Nove partite rimaste sul groppone. Nove incontri per consolidare la posizione play-in. è questa la missione in casa Clippers, in attesa di tuffarsi nella post season.
La squadra di Tyronn Lue è reduce da un’annata travagliata, condizionata sin dagli albori a dover fare a meno della sua stella principe Kawhi Leonard, ai box ormai dallo scorso maggio.
Nondimeno il fato ha voluto che anche la sua spalla ideale cadesse in vortice di acciacchi fisici. Difatti Paul George dal 26 dicembre è alle prese con un problema al legamento collaterale ulnare del gomito destro, il quale dopo un attesa diuturna sembra finalmente poter migliorare.
Come riportato da ESPN, l’ex asso dei Thunder ha partecipato all’allenamento domenicale, destreggiandosi in un quattro contro quattro fronteggiando gli assistenti allenatori. Una vera gioia per coach Tyronn Lue, che spera di ritrovare il suo pupillo per l’inizio dei playoffs.
“Si sente meglio (…) Questo tipo di esercizi fanno parte della sua riabilitazione, avendo un contatto minimo con gli allenatori può darci informazioni precise sulle sue condizioni. Farlo scendere in campo per la prima volta è stato davvero bello da vedere, dobbiamo continuare a lavorare e vedere come si sente andando avanti”.
Giocatore completo in entrambe le fasi, se recuperato a dovere potrebbe costituire un deciso cambio di rotta nelle ambizioni stagionali dei Clippers.
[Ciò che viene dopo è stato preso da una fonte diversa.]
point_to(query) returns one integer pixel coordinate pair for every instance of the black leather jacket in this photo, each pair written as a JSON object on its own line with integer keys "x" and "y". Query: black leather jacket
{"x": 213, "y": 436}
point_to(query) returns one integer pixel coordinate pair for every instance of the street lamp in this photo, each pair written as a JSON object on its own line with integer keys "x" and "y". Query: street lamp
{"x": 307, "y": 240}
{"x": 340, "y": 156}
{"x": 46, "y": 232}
Le avversità e gli ostacoli sono certamente dietro l’angolo, specie in una west conference che ha visto alzare ulteriormente i giri di competitività.
Tuttavia il grado di prestazioni mostrato dai comprimari, unito da una filosofia di gioco improntata sull’efficacia difensiva, costituisce un’ottima base dal quale aggiungere i pezzi mancanti del puzzle.
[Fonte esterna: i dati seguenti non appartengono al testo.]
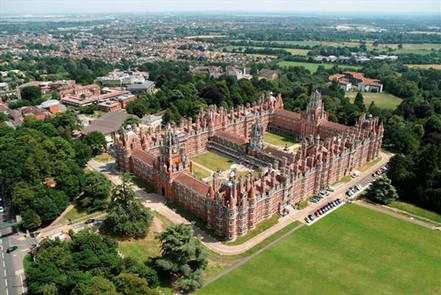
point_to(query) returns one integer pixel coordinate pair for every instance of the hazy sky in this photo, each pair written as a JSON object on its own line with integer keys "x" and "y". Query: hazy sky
{"x": 332, "y": 6}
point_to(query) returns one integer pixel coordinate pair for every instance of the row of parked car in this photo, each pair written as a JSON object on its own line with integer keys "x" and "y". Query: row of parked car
{"x": 323, "y": 193}
{"x": 322, "y": 210}
{"x": 352, "y": 190}
{"x": 381, "y": 170}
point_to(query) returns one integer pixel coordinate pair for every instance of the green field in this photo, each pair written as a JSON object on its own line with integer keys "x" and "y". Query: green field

Tra questi oltre al già citato George, ci sono anche Kawhi Leonard e Norman Powell.
Se per il primo a Los Angeles regna il silenzio, per il secondo le strada che porta a un prossimo ritorno in campo si fanno sempre più viva
Il prodotto di UCLA è bloccato da settimane per la frattura rimediata all’osso del piede sinistro. La scorsa settimana però, è stata l’occasione di dare pieno avvio al processo di reintegro, con la rimozione del gesso e le conseguenti prime sgambate in palestra.